Lineage tell us about the life cycle of data. Data lineage is the process of understanding, recording, and visualizing data as it flows from source to destination. This includes all transformations the data underwent along the way.
Why is it important?
Just knowing the source of a particular data set is not always enough to understand its importance, perform error resolution, understand process changes, and perform system migrations and updates.
Knowing how data is updated and using what transformations, improves overall data quality. Also, it allows data custodians to ensure the integrity and confidentiality of data is protected throughout its lifecycle.
Data lineage allows companies to:
- Track errors in data processes.
- Improve overall data quality.
- Implement process changes and system migrations with lower risk and more confidence.
- Combine data discovery with a comprehensive view of metadata.
- Improve overall data governance.
There are two ways to get to the lineage view:
- Directly from
Metadataby clicking on button as shown in image below.
- Using the Lineage Search option from the left side pane.
Lineage is always computed on-demand directly on the Git code.
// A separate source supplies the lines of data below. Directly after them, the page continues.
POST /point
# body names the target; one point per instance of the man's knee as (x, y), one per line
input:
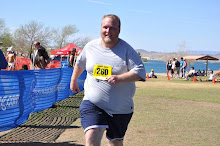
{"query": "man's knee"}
(115, 143)
(94, 136)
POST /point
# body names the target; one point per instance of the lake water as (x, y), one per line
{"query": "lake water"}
(160, 66)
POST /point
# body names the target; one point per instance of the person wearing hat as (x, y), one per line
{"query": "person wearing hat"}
(40, 57)
(73, 57)
(151, 74)
(3, 61)
(11, 59)
(183, 68)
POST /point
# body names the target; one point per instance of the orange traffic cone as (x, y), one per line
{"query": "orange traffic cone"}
(168, 77)
(147, 76)
(194, 79)
(213, 80)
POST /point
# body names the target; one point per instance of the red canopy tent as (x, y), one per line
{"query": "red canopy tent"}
(65, 50)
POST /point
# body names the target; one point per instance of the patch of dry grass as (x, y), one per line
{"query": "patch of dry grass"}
(164, 115)
(175, 112)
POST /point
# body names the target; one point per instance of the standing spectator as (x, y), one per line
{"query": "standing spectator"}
(72, 57)
(40, 57)
(173, 67)
(151, 74)
(11, 59)
(181, 66)
(177, 64)
(169, 66)
(112, 67)
(3, 62)
(212, 75)
(191, 73)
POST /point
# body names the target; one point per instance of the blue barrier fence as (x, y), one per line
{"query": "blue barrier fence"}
(26, 92)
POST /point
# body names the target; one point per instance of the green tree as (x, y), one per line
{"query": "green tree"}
(26, 34)
(61, 35)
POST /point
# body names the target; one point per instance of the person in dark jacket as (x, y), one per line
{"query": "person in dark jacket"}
(40, 57)
(3, 62)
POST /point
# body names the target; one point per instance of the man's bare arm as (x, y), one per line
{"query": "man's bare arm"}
(77, 71)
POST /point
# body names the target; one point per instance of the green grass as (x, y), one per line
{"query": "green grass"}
(175, 112)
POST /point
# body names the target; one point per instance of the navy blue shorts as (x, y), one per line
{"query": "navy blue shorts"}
(94, 117)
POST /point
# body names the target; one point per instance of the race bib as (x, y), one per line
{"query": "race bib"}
(101, 72)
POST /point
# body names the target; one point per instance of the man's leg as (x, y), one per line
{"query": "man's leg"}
(94, 136)
(115, 143)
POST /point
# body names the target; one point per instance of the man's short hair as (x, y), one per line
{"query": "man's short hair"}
(114, 17)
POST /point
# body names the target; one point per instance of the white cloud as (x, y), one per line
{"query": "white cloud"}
(139, 11)
(98, 2)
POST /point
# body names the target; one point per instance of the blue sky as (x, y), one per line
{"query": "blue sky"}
(152, 25)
Therefore, you can do experimental changes in branch and see how it will affect the overall lineage and rectify errors if any.
Browse Datasets option from right-hand side can be used to search/select the column/entity for which lineage needs to be computed.
Zoom-in toggle for a particular Pipeline/Dataset can be used to better understand Pipeline/Dataset.
Pipeline Zoom-In View
This shows code-level info around all the components present in the Pipeline.
Please select a particular component aas shown below to get the code-level view.
Dataset Zoom-In View
This view gives info around all the upstream and downstream transformations if any for all the columns of the selected Dataset.
This option can be used to Search Lineage by Column, Dataset or Pipeline.
Below filters are available to narrow down the search results:
Type- Filter by Datasets, Pipelines or Columns
Project- Filter by Project Name
Author- Filter by Project Author
Last Modfified- Filter by Last Modified Time